An element (atomic weight $=250 \mathrm{u}$ ) crystallises in a simple cubic lattice. If the density of the unit cell is $7.2 \mathrm{~g} \mathrm{~cm}^{-3}$. What is the radius (in $\mathop {\rm{A}}\limits^{\rm{o}}$ ) of the atom of the element?

$$ \left(N_A=6.02 \times 10^{23} \mathrm{~mol}^{-1}\right) $$

A compound is formed by two elements $A$ and $B$. Atoms of the element $B$ (as anion) make ccp lattice and those of element $A$ (as cation) occupy all tetrahedral voids. The formula of the compound is

An element crystallises in bcc lattice. The atomic radius of the element is $2.598 \mathop {\rm{A}}\limits^{\rm{o}}$. What is the volume (in $\mathrm{cm}^3$ ) of one unit cell?

Gold crystallises in fcc lattice.

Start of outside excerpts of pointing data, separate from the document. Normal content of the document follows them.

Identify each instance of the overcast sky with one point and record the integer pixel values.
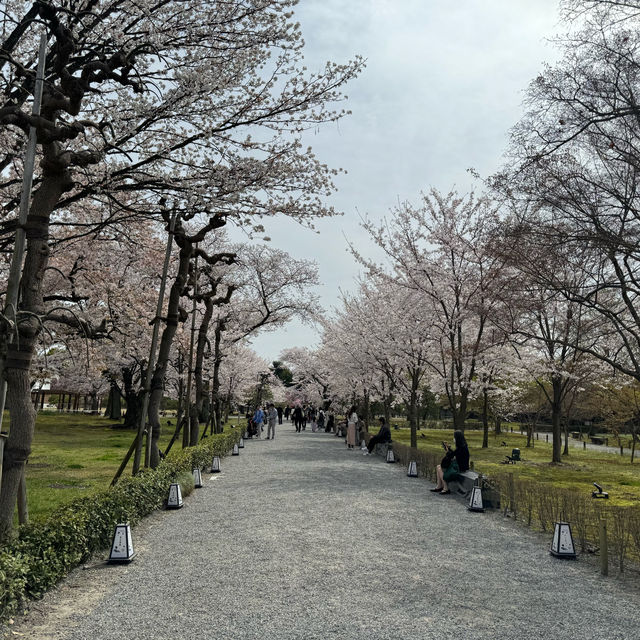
(443, 85)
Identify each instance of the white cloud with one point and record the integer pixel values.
(443, 85)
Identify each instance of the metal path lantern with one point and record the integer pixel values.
(475, 501)
(174, 501)
(122, 544)
(562, 544)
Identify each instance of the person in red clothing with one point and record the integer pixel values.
(446, 470)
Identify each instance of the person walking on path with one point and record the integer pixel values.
(272, 416)
(352, 422)
(384, 435)
(258, 421)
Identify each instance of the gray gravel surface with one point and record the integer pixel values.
(299, 538)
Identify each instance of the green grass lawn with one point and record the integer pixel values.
(75, 455)
(578, 470)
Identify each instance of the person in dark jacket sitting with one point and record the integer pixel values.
(445, 470)
(384, 435)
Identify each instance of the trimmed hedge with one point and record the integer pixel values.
(539, 505)
(44, 552)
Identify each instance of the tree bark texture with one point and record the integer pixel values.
(18, 355)
(171, 326)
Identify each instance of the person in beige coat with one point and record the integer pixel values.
(352, 422)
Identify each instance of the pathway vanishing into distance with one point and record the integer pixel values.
(299, 538)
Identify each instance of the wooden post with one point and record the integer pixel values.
(23, 510)
(3, 439)
(604, 552)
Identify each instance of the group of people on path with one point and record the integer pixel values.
(317, 418)
(455, 461)
(255, 423)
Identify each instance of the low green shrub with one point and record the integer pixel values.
(43, 553)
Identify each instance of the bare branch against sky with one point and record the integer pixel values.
(443, 85)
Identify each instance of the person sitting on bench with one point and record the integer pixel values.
(446, 470)
(384, 435)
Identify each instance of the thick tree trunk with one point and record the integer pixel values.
(413, 403)
(114, 403)
(386, 404)
(565, 451)
(18, 356)
(160, 371)
(133, 398)
(556, 407)
(201, 391)
(366, 412)
(215, 381)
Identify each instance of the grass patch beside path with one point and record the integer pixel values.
(577, 471)
(75, 455)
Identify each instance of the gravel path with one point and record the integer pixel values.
(299, 538)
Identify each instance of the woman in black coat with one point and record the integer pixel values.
(445, 471)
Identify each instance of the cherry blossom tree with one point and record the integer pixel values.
(439, 250)
(143, 102)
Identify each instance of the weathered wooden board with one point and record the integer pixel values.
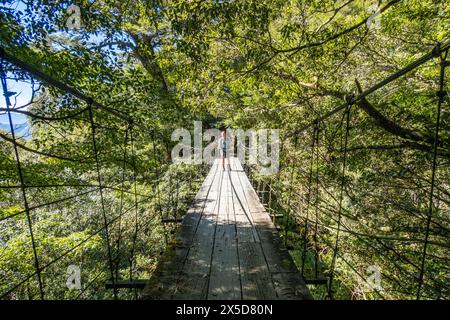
(227, 247)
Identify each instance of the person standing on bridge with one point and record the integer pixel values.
(223, 146)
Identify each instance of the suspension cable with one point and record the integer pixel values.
(22, 182)
(99, 179)
(344, 143)
(308, 200)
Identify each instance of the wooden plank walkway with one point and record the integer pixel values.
(228, 247)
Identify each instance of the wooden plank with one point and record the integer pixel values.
(228, 247)
(245, 229)
(276, 254)
(256, 280)
(290, 286)
(194, 277)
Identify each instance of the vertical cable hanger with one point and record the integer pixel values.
(289, 211)
(344, 144)
(22, 181)
(441, 95)
(316, 205)
(308, 200)
(102, 200)
(136, 211)
(156, 186)
(119, 222)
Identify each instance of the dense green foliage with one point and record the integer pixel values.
(250, 64)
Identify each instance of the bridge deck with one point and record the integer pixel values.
(228, 248)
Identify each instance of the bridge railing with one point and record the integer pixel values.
(368, 220)
(88, 197)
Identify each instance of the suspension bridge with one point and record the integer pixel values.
(227, 245)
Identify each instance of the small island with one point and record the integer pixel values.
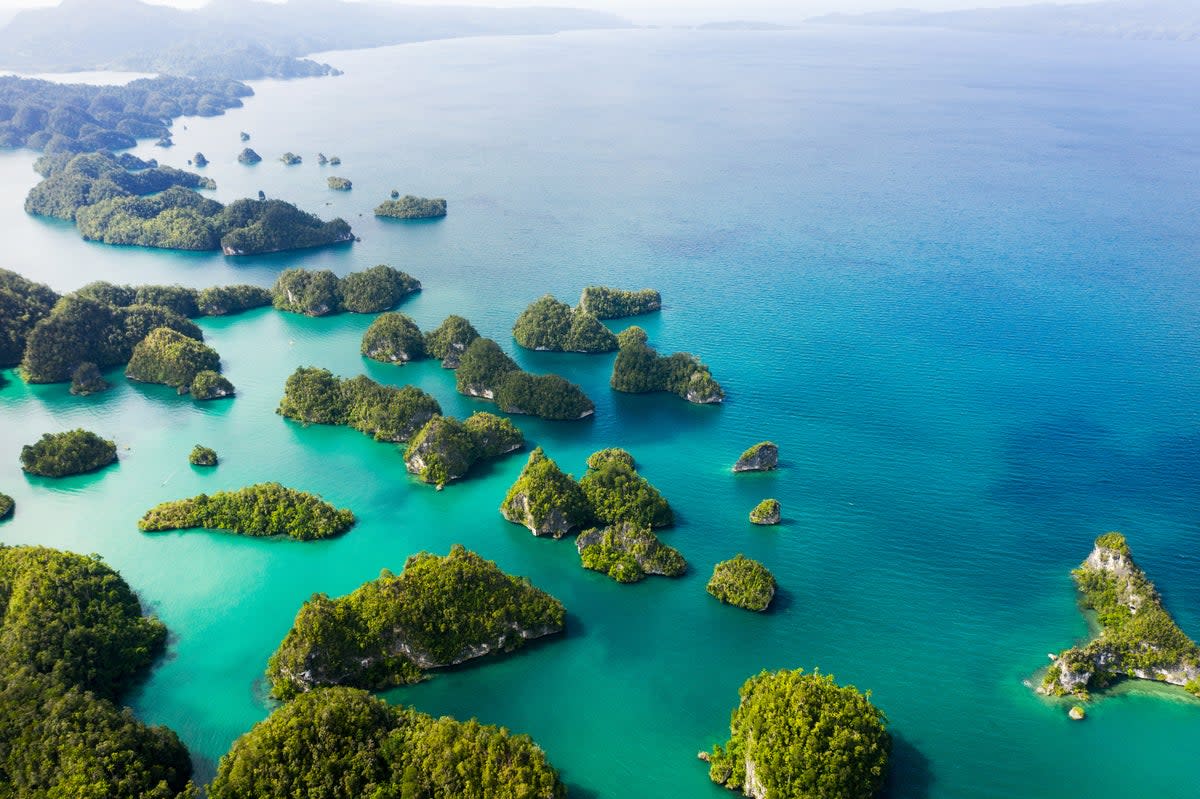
(437, 612)
(87, 380)
(321, 292)
(450, 340)
(1138, 638)
(766, 512)
(606, 302)
(393, 338)
(743, 583)
(445, 449)
(203, 456)
(762, 456)
(171, 359)
(316, 396)
(796, 734)
(639, 368)
(550, 325)
(412, 208)
(628, 553)
(545, 499)
(485, 371)
(60, 455)
(265, 510)
(399, 751)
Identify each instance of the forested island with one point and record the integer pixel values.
(267, 509)
(1138, 637)
(551, 325)
(795, 736)
(343, 743)
(316, 396)
(606, 302)
(75, 644)
(743, 583)
(437, 612)
(639, 368)
(318, 293)
(485, 371)
(60, 455)
(412, 208)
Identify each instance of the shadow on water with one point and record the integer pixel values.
(911, 775)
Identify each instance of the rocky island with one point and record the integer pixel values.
(265, 510)
(60, 455)
(1138, 637)
(550, 325)
(796, 736)
(639, 368)
(445, 449)
(762, 456)
(412, 208)
(606, 302)
(628, 552)
(437, 612)
(396, 750)
(545, 499)
(316, 396)
(743, 582)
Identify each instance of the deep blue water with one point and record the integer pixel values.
(953, 276)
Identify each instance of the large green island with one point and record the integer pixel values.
(1138, 637)
(437, 612)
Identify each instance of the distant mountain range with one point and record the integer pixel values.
(1167, 19)
(246, 38)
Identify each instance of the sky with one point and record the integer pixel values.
(666, 11)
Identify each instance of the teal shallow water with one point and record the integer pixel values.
(952, 276)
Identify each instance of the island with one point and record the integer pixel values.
(545, 499)
(445, 449)
(60, 455)
(438, 612)
(639, 368)
(743, 583)
(606, 302)
(209, 384)
(412, 208)
(265, 510)
(321, 292)
(399, 751)
(203, 456)
(796, 734)
(171, 359)
(762, 456)
(766, 512)
(316, 396)
(393, 338)
(1138, 637)
(485, 371)
(550, 325)
(618, 493)
(450, 340)
(628, 552)
(76, 646)
(87, 380)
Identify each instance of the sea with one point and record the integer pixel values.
(954, 276)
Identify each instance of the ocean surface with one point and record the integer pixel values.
(954, 276)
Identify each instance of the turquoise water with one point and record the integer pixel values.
(952, 276)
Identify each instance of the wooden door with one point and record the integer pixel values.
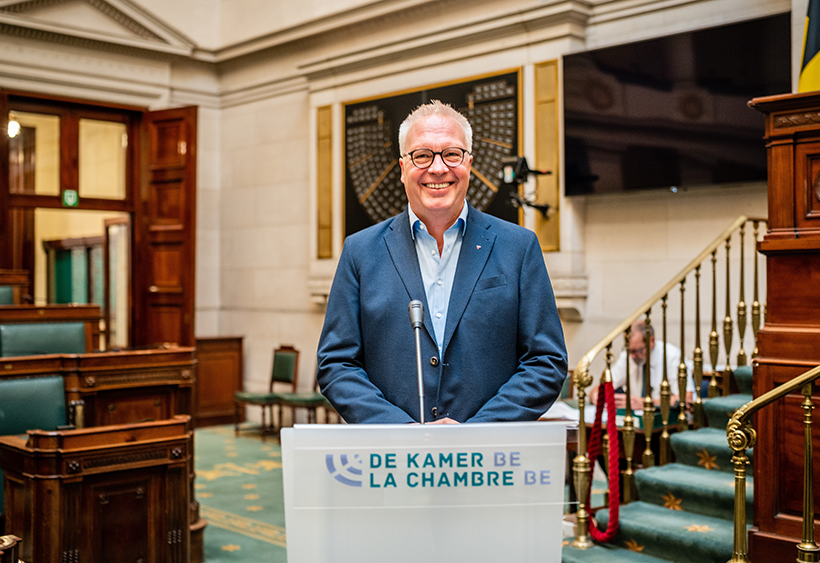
(165, 229)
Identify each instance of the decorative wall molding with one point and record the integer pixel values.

The edge length of the unit cell is $4 \mathop {\rm{A}}\limits^{\rm{o}}$. The closest distance between gold atoms is ' $x$ ' $\mathop {\rm{A}}\limits^{\rm{o}}$ and density of gold is ' $y$ ' $\mathrm{g} \mathrm{cm}^{-3}$. What are $x$ and $y$ respectively?

(Molar mass of gold $=197 \mathrm{~g} \mathrm{~mol}^{-1} ; N=6 \times 10^{23} \mathrm{~mol}^{-1}$ )